Ich freue mich auf Ihren Anruf
Ihre Ellen Schwiers
Der genusssüchtige, hartherzige Jedermann wird mitten aus dem bunten Leben auf Geheiß Gottes vom Tod abgeholt. Eben noch
hat er die guten Ratschläge seiner Mutter in den Wind geschlagen, hat hönisch die Bitten um Hilfe seiner armen Nachbarn und Schuldner abgewiesen. Jetzt, angesichts des Todes, verlassen ihn alle Freunde, seine Buhle, seine Verwandten, für seinen Reichtum kann er sich nichts mehr kaufen; er verzweifelt. Im Grabe, in das ihm die von ihm vernachlässigten „Guten Werke“ und der „Glaube“ als allegorische Figuren fürbittend folgen, betet er um Erbarmen. Gott wird ihn erhören, Gott verzeiht.
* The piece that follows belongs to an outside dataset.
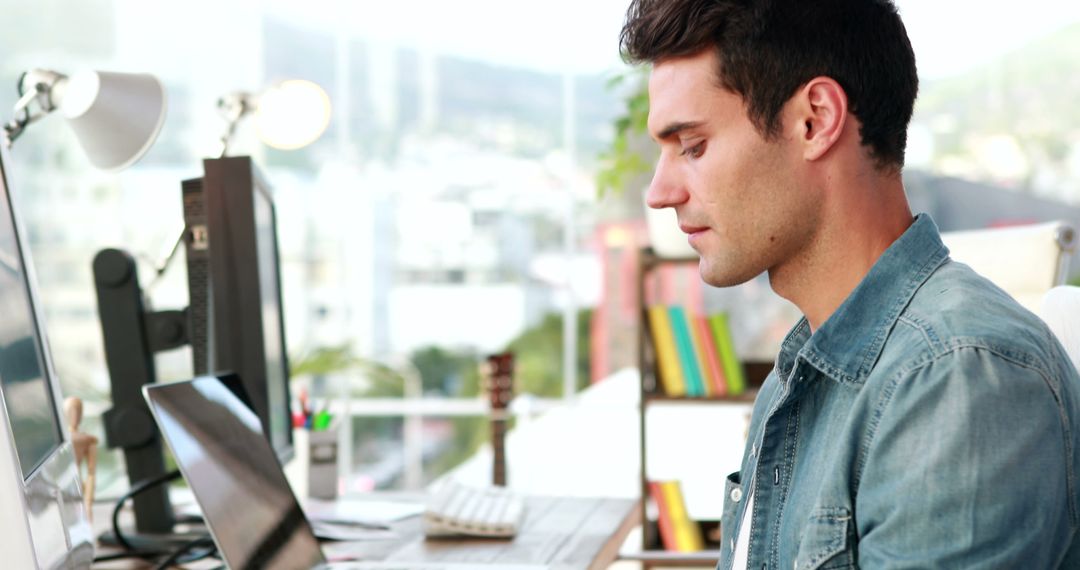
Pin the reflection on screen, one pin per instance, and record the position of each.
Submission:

Der Teufel, der sich dieser verluderten Seele sicher war, muss unverrichteter Dinge wütend abziehen.
Der Autor
Hugo von Hofmannsthal,
(1874–1929) wurde im April 1903 brieflich durch den Freund Clemens Freiherr zu Franckenstein (1875–1942) auf eine Londoner Aufführung des Everyman aufmerksam gemacht. Dem Brief lag ein Textheft bei. Hofmannsthals Interesse war damit zwar geweckt,
aber erst ein Jahr später näherte er sich dem Stoff erneut. Er tendierte zu einer Prosaversion, relativ losgelöst von der englischen Versvorlage. Ab 22. Juni 1905 entstanden dann binnen Wochenfrist einige Szenen, von denen jedoch nur diejenige mit Mammon zu Lebzeiten veröffentlicht wurde (Der Tag, Berlin, 24. 12. 1911). Erst nachdem es im September 1910 zu einer Begegnung zwischen Hofmannsthal und Max Reinhardt gekommen war, bei der Reinhardt auf einen Abschluss der bisherigen Bearbeitung drängte, kam erneut Bewegung in die Arbeit. Ab Januar 1911 begann der Dichter im ständigen Kontakt mit Reinhardt unter völlig veränderten Voraussetzungen erneut mit der Arbeit am Jedermann. Der Akzent lag jetzt mehr auf einer Neuübersetzung in Versen unter Einbindung von Szenen und Details aus zusätzlichen Quellen. Die eigentliche Niederschrift begann am 6. März. Als am 18. August die Erneuerung des alten Spiels „vom Sterben des reichen Mannes“ vollendet war, hatte sich ein Sprachwunder ereignet, denn die Jedermann-Sprache ist in Hofmannsthals Gesamtwerk ein durchaus einmaliges Ereignis. Es hatte sich so leise und unspektakulär vollzogen, dass selbst der Autor zunächst wenig davon Kenntnis nahm. Erst mit dem Buch- und Bühnenerfolg des Jedermann wurde Hoffmansthal selbst zunehmend bewusst, dass er in Restaurierung des alten Spiels weit mehr geleistet hatte als nur eine Wiederbelebung, dass es sein schöpferischer Eigenanteil war, der das hohe Ziel der Eingliederung des Stücks ins deutsche Repertorium erst ermöglichte. Seit der Uraufführung im Zirkus Schumann, am 1. Dezember 1911 in Berlin durch Max Reinhardt ist die Publikumswirkung des Stückes ungebrochen.